Im 19. Jahrhundert hielten sich hartnäckig Gerüchte über Gorillas, die „Negerfrauen“ raubten. Entsprechende Szenerien wurden auch in Wachsfiguren gezeigt. Ende des 19. Jahrhunderts verbreitete sich ein Bericht, wonach in der Provinz Transvaal die in einem Waldsee badende 18-jährige Tochter eines Plantagenbesitzers von einem Gorilla geraubt und bei Befreiungsversuchen durch Eingeborene von dem Tier erdrückt worden sei.
![]() |
Holzstich nach Freimets Skulptur, Ende 19. Jh. Sammlung Nagel |
(Quellen: Ausstellungsführer verschiedener Panoptiken; www.schaubuden.de; Wolfgang Regal/ Michael Nanut: Das Panopticum und Menschenmuseum des Hermann Präuscher im Prater. In: Ärzte Woche, 20. Jahrgang Nr.49, 2006)
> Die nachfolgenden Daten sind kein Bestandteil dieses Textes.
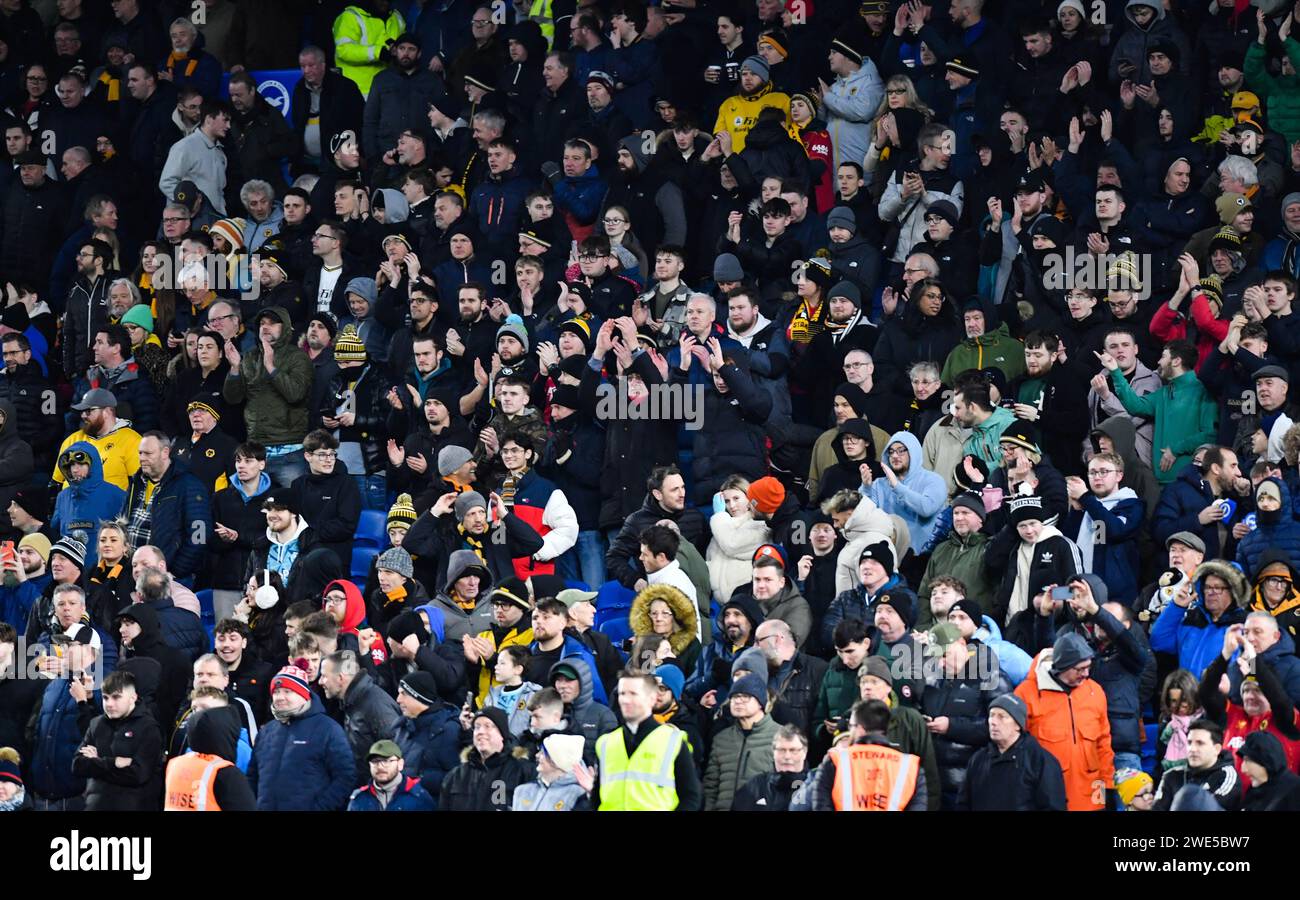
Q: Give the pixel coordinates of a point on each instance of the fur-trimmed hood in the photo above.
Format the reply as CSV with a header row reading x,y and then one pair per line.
x,y
1236,582
683,610
471,756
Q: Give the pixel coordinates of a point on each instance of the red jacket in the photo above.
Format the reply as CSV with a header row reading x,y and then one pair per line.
x,y
1169,325
817,145
1239,725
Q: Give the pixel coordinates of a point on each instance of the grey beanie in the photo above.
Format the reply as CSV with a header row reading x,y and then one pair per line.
x,y
1100,592
758,65
1013,706
467,501
1069,652
636,145
727,268
395,559
627,259
843,217
1075,5
365,289
848,290
516,329
451,458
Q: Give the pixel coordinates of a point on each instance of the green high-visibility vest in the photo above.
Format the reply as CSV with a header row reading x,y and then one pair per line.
x,y
646,782
541,13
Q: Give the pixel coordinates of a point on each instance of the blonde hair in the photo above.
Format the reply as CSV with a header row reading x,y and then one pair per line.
x,y
911,100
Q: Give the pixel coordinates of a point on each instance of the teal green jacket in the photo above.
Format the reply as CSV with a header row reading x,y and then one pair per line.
x,y
1281,94
1186,418
986,440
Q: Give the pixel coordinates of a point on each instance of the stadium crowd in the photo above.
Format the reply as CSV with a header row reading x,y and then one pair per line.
x,y
718,405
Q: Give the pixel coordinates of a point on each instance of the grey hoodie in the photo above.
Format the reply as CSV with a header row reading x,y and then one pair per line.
x,y
456,622
563,795
585,715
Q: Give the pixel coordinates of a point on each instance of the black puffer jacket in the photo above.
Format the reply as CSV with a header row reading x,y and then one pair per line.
x,y
963,700
16,463
768,152
135,787
793,699
174,665
369,428
1025,777
30,394
1282,790
633,448
479,786
33,224
264,138
732,440
771,792
332,503
622,561
341,109
911,338
368,715
1125,667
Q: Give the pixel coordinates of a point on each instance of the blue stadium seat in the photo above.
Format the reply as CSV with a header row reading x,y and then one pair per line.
x,y
362,557
1151,734
616,630
372,529
611,595
208,614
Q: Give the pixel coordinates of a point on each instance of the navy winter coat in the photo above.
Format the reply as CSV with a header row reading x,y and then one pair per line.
x,y
1282,535
303,764
181,523
430,745
60,727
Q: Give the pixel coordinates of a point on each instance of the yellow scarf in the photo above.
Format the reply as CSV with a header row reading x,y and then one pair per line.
x,y
475,544
176,57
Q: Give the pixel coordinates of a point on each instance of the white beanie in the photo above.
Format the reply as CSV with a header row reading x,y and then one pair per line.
x,y
564,751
„Die Leute, die sich gerne in die Nähe der Berühmtheiten drängen, die schon zeitlich morgens aufstehen und zum Bahnhof zu laufen, wenn der deutsche Kaiser nach Wien kommt, alle, welche große Männer um Photographie und Autogramm anbetteln, dann jene, die den Gerichtssaal und die Berichte über den neusten Raubmord voll Begierde verschlingen, und noch die vielen anderen, die mit stumpfen Organen die Kunst begaffen und betasten, müssen gerne hierher gehen.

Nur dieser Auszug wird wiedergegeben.